Dziś dowiemy się, gdzie może być sądzony w związku z wydarzeniami z grudnia ’70 generał Wojciech Jaruzelski.

Sąd Okręgowy w Warszawie zdecyduje, czy zgodnie z wnioskiem obrony, Jaruzelski jako ówczesny szef MON powinien odpowiadać przed Trybunałem Stanu czy przed sądem powszechnym. Obrona wnioskuje o umorzenie procesu.

Jaruzelski jest jednym z dziesięciu oskarżonych o kierowanie masakrą robotników Wybrzeża. Proces w tej sprawie, przeniesiony z Gdańska, ma się jesienią zacząć w stolicy. Gdański sąd już raz umorzył sprawę Jaruzelskiego, uznając, że generała może sądzić tylko Trybunał Stanu. Decyzję tę, po zażaleniu prokuratury, uchylił Sąd Apelacyjny.
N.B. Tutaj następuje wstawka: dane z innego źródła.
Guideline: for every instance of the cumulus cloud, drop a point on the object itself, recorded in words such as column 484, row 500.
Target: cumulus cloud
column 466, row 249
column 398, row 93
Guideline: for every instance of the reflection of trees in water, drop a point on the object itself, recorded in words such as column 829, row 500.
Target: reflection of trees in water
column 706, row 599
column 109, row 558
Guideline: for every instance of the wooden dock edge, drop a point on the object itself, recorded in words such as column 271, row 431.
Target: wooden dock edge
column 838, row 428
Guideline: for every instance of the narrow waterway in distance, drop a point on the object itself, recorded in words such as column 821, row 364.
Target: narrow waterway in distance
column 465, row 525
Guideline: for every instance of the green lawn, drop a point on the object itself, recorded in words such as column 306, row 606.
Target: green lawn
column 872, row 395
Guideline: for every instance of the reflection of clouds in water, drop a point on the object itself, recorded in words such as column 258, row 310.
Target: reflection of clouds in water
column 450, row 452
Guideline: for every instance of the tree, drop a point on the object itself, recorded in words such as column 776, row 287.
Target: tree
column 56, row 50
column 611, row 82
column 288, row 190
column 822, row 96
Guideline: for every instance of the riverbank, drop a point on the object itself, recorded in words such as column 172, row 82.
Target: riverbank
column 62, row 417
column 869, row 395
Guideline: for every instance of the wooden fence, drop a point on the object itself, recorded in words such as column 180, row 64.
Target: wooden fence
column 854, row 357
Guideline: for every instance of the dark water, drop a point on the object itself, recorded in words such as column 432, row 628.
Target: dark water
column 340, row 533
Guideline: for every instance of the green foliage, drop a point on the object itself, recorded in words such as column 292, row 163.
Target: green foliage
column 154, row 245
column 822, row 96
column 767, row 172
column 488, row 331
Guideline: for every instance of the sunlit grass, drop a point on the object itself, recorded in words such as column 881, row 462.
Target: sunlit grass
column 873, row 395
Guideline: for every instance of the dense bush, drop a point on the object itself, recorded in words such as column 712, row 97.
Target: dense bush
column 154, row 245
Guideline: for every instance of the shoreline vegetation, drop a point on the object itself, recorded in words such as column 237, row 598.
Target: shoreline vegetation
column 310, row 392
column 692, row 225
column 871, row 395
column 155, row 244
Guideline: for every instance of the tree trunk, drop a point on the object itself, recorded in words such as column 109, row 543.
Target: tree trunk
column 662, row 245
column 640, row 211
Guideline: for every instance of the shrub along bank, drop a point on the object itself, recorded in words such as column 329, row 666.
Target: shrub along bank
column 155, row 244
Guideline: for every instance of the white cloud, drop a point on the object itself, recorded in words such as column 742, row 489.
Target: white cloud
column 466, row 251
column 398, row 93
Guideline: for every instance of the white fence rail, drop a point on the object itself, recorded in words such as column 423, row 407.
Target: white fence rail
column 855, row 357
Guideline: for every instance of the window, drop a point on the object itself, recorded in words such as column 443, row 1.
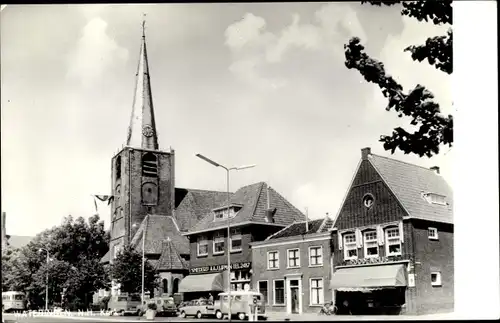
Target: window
column 273, row 260
column 149, row 165
column 432, row 233
column 371, row 244
column 219, row 243
column 316, row 291
column 436, row 278
column 262, row 288
column 293, row 258
column 236, row 240
column 279, row 292
column 393, row 242
column 350, row 247
column 315, row 256
column 202, row 246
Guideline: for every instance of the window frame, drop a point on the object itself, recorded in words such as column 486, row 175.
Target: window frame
column 277, row 259
column 439, row 281
column 322, row 296
column 288, row 258
column 274, row 293
column 387, row 244
column 258, row 289
column 433, row 230
column 373, row 241
column 346, row 245
column 198, row 244
column 217, row 238
column 320, row 257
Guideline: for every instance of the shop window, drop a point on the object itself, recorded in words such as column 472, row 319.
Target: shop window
column 392, row 242
column 202, row 246
column 293, row 258
column 315, row 256
column 436, row 278
column 316, row 291
column 236, row 241
column 279, row 292
column 262, row 288
column 218, row 243
column 273, row 260
column 350, row 247
column 432, row 233
column 371, row 244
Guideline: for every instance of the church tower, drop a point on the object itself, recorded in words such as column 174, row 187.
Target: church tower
column 142, row 176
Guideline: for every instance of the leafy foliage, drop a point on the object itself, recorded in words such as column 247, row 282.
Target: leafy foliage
column 127, row 271
column 75, row 249
column 433, row 128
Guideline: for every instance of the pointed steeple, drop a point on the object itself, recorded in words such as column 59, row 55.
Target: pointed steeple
column 142, row 128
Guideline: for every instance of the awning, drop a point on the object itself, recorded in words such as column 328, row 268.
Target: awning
column 202, row 283
column 369, row 277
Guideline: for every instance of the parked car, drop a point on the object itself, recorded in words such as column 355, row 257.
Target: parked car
column 199, row 308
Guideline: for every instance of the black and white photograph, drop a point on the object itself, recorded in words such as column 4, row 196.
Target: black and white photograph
column 279, row 161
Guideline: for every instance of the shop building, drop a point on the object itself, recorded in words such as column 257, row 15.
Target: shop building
column 393, row 240
column 292, row 268
column 255, row 212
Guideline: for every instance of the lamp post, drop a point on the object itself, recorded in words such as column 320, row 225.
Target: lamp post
column 46, row 280
column 208, row 160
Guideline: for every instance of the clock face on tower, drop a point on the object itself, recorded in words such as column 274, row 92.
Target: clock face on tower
column 147, row 130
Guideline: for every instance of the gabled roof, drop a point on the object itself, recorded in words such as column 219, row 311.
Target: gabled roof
column 192, row 205
column 159, row 228
column 170, row 258
column 408, row 182
column 254, row 200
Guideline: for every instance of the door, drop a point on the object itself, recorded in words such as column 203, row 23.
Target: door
column 294, row 293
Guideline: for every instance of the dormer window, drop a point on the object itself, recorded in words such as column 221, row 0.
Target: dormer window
column 434, row 198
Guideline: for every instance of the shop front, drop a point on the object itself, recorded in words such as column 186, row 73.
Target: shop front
column 366, row 290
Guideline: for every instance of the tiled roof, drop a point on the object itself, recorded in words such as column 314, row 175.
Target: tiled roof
column 298, row 228
column 254, row 200
column 408, row 182
column 192, row 205
column 170, row 258
column 160, row 227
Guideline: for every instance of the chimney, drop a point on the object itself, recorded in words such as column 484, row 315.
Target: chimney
column 435, row 169
column 365, row 152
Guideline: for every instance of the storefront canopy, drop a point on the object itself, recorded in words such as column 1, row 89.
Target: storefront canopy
column 202, row 283
column 369, row 277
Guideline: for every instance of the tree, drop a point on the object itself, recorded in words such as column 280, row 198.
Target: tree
column 433, row 128
column 127, row 271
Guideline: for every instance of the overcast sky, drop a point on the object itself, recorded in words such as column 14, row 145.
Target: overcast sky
column 239, row 83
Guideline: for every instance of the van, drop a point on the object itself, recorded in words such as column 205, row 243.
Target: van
column 242, row 303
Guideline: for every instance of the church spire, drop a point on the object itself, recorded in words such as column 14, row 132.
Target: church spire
column 142, row 128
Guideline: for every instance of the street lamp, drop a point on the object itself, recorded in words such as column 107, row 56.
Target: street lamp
column 46, row 280
column 208, row 160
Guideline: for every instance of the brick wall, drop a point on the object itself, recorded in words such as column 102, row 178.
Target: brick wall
column 430, row 256
column 260, row 272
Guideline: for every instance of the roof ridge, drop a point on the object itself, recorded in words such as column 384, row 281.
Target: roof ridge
column 403, row 162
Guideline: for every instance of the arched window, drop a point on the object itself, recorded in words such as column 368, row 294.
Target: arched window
column 175, row 287
column 149, row 165
column 165, row 286
column 118, row 167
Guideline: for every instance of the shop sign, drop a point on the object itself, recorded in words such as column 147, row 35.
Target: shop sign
column 219, row 268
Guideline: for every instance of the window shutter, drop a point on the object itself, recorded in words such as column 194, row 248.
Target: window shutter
column 380, row 235
column 359, row 238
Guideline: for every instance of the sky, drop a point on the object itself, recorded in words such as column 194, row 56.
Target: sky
column 248, row 83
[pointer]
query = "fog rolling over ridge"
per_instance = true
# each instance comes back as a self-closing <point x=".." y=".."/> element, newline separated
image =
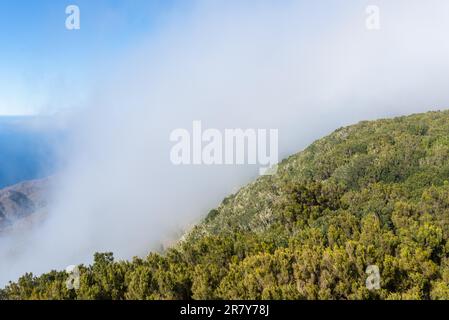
<point x="302" y="68"/>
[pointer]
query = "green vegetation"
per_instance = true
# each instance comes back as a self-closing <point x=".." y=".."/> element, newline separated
<point x="375" y="193"/>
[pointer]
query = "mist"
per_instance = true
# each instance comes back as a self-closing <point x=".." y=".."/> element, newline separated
<point x="305" y="69"/>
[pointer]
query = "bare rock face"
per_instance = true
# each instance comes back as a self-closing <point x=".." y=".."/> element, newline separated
<point x="21" y="201"/>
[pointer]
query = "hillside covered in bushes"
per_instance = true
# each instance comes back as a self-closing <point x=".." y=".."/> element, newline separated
<point x="375" y="193"/>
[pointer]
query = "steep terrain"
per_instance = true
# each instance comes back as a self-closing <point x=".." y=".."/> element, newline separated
<point x="372" y="194"/>
<point x="21" y="201"/>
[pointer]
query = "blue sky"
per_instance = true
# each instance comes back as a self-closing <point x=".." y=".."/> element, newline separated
<point x="45" y="67"/>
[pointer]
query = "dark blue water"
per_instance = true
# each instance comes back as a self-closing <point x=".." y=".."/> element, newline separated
<point x="27" y="149"/>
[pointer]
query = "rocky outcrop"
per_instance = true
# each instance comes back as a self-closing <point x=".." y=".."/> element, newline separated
<point x="20" y="201"/>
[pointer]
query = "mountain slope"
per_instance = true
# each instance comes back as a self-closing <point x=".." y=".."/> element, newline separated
<point x="22" y="201"/>
<point x="372" y="194"/>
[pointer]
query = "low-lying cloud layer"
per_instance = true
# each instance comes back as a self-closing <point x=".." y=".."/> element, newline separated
<point x="299" y="67"/>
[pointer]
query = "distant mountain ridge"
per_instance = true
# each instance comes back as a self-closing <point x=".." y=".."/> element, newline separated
<point x="20" y="201"/>
<point x="27" y="148"/>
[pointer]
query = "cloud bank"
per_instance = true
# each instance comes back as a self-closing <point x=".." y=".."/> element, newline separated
<point x="305" y="69"/>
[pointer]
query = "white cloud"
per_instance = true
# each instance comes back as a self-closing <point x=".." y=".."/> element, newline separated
<point x="294" y="66"/>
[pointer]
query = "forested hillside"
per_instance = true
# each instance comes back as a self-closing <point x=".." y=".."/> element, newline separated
<point x="375" y="193"/>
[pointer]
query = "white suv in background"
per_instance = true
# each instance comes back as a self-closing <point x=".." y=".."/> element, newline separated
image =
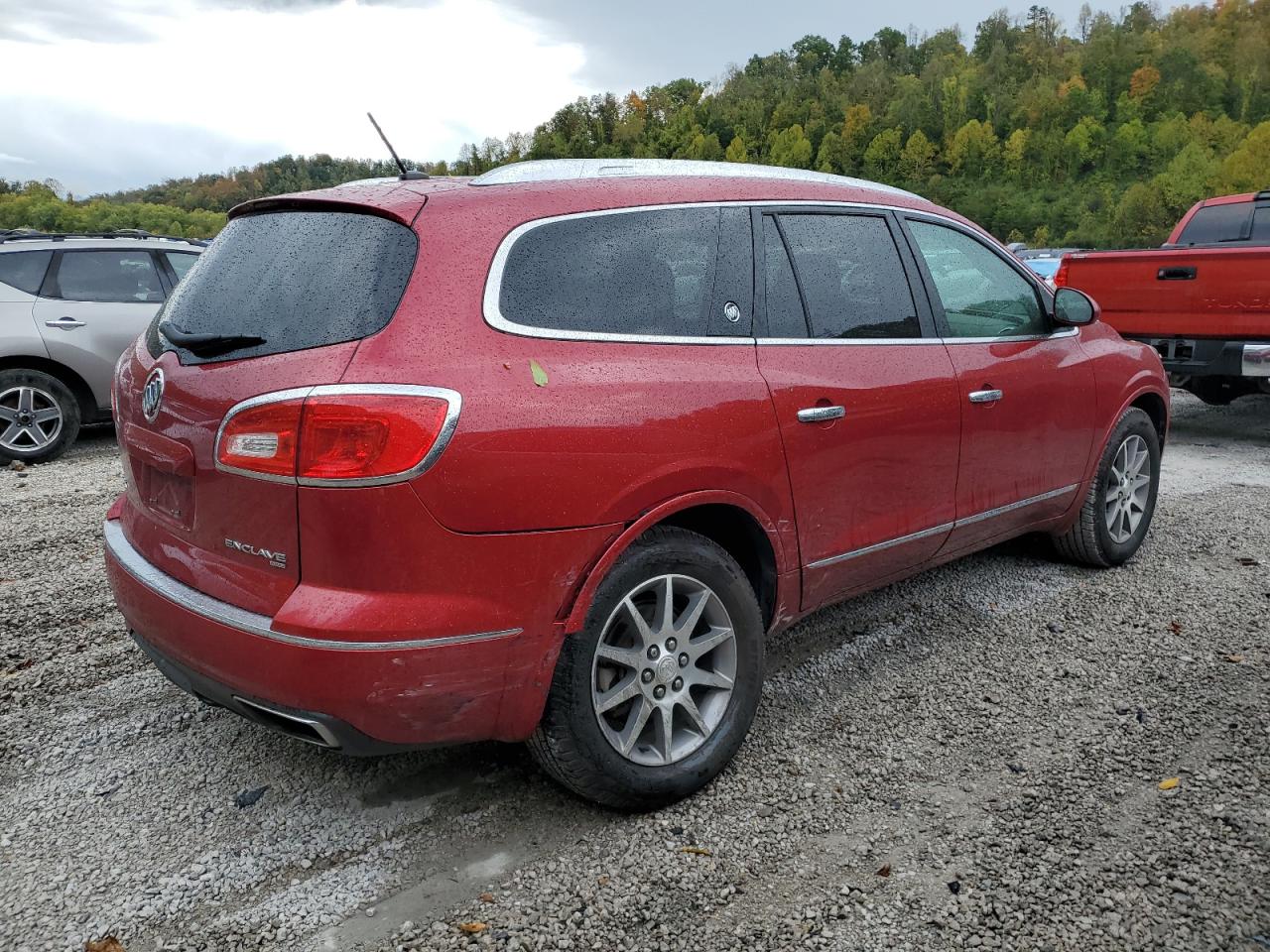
<point x="68" y="306"/>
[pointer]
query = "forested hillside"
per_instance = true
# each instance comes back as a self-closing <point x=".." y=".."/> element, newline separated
<point x="1093" y="134"/>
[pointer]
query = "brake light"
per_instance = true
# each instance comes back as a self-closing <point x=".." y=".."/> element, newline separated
<point x="262" y="439"/>
<point x="367" y="436"/>
<point x="340" y="434"/>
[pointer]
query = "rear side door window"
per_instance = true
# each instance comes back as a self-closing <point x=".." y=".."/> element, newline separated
<point x="982" y="295"/>
<point x="181" y="262"/>
<point x="837" y="276"/>
<point x="643" y="273"/>
<point x="121" y="277"/>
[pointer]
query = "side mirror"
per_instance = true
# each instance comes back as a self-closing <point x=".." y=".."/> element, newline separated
<point x="1075" y="307"/>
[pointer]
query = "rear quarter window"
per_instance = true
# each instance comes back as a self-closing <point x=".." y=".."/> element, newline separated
<point x="24" y="271"/>
<point x="630" y="273"/>
<point x="1214" y="223"/>
<point x="298" y="280"/>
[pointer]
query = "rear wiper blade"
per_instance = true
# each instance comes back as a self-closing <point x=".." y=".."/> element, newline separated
<point x="207" y="344"/>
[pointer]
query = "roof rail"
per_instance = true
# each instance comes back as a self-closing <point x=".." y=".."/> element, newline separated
<point x="32" y="235"/>
<point x="566" y="169"/>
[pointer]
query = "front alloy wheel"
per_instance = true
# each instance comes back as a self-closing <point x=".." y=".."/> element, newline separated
<point x="665" y="669"/>
<point x="31" y="417"/>
<point x="1116" y="512"/>
<point x="1128" y="489"/>
<point x="40" y="416"/>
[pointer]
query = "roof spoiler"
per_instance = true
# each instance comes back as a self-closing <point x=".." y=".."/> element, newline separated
<point x="32" y="235"/>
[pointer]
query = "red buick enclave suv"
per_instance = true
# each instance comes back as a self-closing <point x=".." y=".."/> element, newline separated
<point x="547" y="454"/>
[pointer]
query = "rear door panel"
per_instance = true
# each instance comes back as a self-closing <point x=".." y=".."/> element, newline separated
<point x="874" y="489"/>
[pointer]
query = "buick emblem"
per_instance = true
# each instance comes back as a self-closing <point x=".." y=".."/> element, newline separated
<point x="151" y="395"/>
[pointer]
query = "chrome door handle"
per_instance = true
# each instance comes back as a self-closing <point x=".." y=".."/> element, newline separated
<point x="820" y="414"/>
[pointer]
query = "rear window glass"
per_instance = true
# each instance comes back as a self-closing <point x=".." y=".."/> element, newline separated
<point x="1261" y="226"/>
<point x="24" y="270"/>
<point x="624" y="273"/>
<point x="296" y="280"/>
<point x="1216" y="222"/>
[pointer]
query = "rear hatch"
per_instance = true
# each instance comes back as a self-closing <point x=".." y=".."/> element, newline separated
<point x="280" y="301"/>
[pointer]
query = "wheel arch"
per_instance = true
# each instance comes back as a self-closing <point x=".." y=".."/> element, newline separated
<point x="73" y="382"/>
<point x="1157" y="409"/>
<point x="733" y="521"/>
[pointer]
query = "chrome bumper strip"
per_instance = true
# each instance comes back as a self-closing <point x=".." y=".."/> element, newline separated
<point x="250" y="622"/>
<point x="944" y="527"/>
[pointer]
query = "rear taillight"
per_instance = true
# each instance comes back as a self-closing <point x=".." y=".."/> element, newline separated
<point x="341" y="434"/>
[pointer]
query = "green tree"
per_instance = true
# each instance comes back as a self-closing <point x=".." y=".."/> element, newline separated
<point x="790" y="148"/>
<point x="1247" y="168"/>
<point x="881" y="157"/>
<point x="917" y="160"/>
<point x="974" y="150"/>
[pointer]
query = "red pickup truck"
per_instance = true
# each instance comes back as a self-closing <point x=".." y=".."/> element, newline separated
<point x="1202" y="301"/>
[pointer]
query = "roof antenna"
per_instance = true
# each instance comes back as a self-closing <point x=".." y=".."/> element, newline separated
<point x="407" y="175"/>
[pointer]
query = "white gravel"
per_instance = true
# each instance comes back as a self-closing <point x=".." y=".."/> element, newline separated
<point x="997" y="728"/>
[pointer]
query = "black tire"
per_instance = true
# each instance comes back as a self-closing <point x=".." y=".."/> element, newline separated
<point x="570" y="743"/>
<point x="50" y="393"/>
<point x="1089" y="539"/>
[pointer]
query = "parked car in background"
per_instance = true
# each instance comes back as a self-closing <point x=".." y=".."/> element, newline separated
<point x="549" y="453"/>
<point x="1202" y="301"/>
<point x="68" y="306"/>
<point x="1043" y="262"/>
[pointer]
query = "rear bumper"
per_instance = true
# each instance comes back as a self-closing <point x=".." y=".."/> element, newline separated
<point x="358" y="696"/>
<point x="1211" y="358"/>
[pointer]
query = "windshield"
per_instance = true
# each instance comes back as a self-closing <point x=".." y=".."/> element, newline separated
<point x="287" y="281"/>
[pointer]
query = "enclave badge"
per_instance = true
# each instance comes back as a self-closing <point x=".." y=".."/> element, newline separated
<point x="278" y="560"/>
<point x="151" y="395"/>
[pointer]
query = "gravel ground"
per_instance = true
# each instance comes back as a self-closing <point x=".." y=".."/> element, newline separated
<point x="969" y="760"/>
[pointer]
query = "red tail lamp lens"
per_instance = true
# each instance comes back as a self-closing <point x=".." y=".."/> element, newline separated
<point x="367" y="435"/>
<point x="262" y="438"/>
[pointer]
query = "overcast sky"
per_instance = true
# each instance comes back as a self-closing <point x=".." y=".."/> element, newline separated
<point x="109" y="94"/>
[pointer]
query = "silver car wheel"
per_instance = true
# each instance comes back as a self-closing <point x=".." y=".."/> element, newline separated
<point x="31" y="419"/>
<point x="663" y="670"/>
<point x="1127" y="489"/>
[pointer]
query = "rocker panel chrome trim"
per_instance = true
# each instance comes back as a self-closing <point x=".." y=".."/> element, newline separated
<point x="943" y="527"/>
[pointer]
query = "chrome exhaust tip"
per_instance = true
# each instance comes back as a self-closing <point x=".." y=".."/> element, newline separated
<point x="293" y="725"/>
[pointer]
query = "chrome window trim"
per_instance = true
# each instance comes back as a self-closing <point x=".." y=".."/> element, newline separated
<point x="495" y="318"/>
<point x="943" y="527"/>
<point x="453" y="405"/>
<point x="1006" y="338"/>
<point x="252" y="622"/>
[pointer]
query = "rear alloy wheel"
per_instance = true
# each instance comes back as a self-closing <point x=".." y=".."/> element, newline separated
<point x="663" y="670"/>
<point x="1121" y="499"/>
<point x="656" y="694"/>
<point x="39" y="416"/>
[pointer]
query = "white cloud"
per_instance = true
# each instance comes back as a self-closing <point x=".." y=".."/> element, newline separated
<point x="435" y="76"/>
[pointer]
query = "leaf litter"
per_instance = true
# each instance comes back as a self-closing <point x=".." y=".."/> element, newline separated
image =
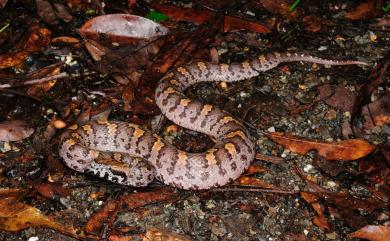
<point x="345" y="182"/>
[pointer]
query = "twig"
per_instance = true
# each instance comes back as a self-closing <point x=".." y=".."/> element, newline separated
<point x="238" y="189"/>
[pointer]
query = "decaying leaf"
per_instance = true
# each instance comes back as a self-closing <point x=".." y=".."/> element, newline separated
<point x="36" y="41"/>
<point x="337" y="96"/>
<point x="46" y="11"/>
<point x="122" y="28"/>
<point x="16" y="216"/>
<point x="252" y="181"/>
<point x="106" y="215"/>
<point x="154" y="234"/>
<point x="377" y="113"/>
<point x="373" y="233"/>
<point x="319" y="220"/>
<point x="14" y="130"/>
<point x="202" y="16"/>
<point x="344" y="150"/>
<point x="366" y="10"/>
<point x="3" y="3"/>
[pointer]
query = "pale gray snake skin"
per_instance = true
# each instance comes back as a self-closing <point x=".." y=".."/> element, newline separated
<point x="128" y="154"/>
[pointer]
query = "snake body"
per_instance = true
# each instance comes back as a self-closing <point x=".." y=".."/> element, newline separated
<point x="128" y="154"/>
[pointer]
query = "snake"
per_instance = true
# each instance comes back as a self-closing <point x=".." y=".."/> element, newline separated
<point x="129" y="154"/>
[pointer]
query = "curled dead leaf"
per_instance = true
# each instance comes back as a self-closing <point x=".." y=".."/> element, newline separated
<point x="122" y="28"/>
<point x="347" y="150"/>
<point x="16" y="216"/>
<point x="373" y="233"/>
<point x="14" y="130"/>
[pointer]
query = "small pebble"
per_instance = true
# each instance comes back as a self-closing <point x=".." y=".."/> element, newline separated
<point x="308" y="168"/>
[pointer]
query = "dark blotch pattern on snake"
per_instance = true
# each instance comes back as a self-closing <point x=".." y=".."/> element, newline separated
<point x="128" y="154"/>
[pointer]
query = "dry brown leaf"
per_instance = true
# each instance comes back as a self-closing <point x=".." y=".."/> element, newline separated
<point x="202" y="16"/>
<point x="116" y="28"/>
<point x="373" y="233"/>
<point x="255" y="169"/>
<point x="14" y="130"/>
<point x="3" y="3"/>
<point x="36" y="41"/>
<point x="46" y="11"/>
<point x="337" y="96"/>
<point x="377" y="113"/>
<point x="319" y="220"/>
<point x="154" y="234"/>
<point x="252" y="181"/>
<point x="16" y="216"/>
<point x="347" y="150"/>
<point x="106" y="215"/>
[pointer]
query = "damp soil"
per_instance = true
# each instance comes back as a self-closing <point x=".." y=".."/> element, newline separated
<point x="263" y="103"/>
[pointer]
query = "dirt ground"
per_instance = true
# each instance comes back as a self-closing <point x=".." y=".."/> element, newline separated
<point x="290" y="98"/>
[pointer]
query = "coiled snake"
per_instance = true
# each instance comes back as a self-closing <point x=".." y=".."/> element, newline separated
<point x="128" y="154"/>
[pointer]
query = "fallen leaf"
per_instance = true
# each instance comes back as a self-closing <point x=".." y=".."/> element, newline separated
<point x="122" y="28"/>
<point x="319" y="220"/>
<point x="366" y="10"/>
<point x="3" y="3"/>
<point x="252" y="181"/>
<point x="36" y="41"/>
<point x="373" y="233"/>
<point x="16" y="216"/>
<point x="202" y="16"/>
<point x="62" y="12"/>
<point x="282" y="7"/>
<point x="376" y="78"/>
<point x="106" y="215"/>
<point x="46" y="11"/>
<point x="14" y="130"/>
<point x="347" y="150"/>
<point x="337" y="96"/>
<point x="272" y="159"/>
<point x="154" y="234"/>
<point x="255" y="169"/>
<point x="51" y="190"/>
<point x="377" y="113"/>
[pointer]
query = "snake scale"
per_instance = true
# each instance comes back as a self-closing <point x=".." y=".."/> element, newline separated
<point x="128" y="154"/>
Według oficjalnych danych, w grudniu 1970 roku, podczas tłumienia przez milicję i wojsko robotniczych protestów przeciw podwyżkom cen, zginęły czterdzieści cztery osoby. Decyzję o otwarciu ognia wydał ówczesny szef PZPR, Władysław Gomułka. W PRL nikogo nie pociągnięto za to do odpowiedzialności.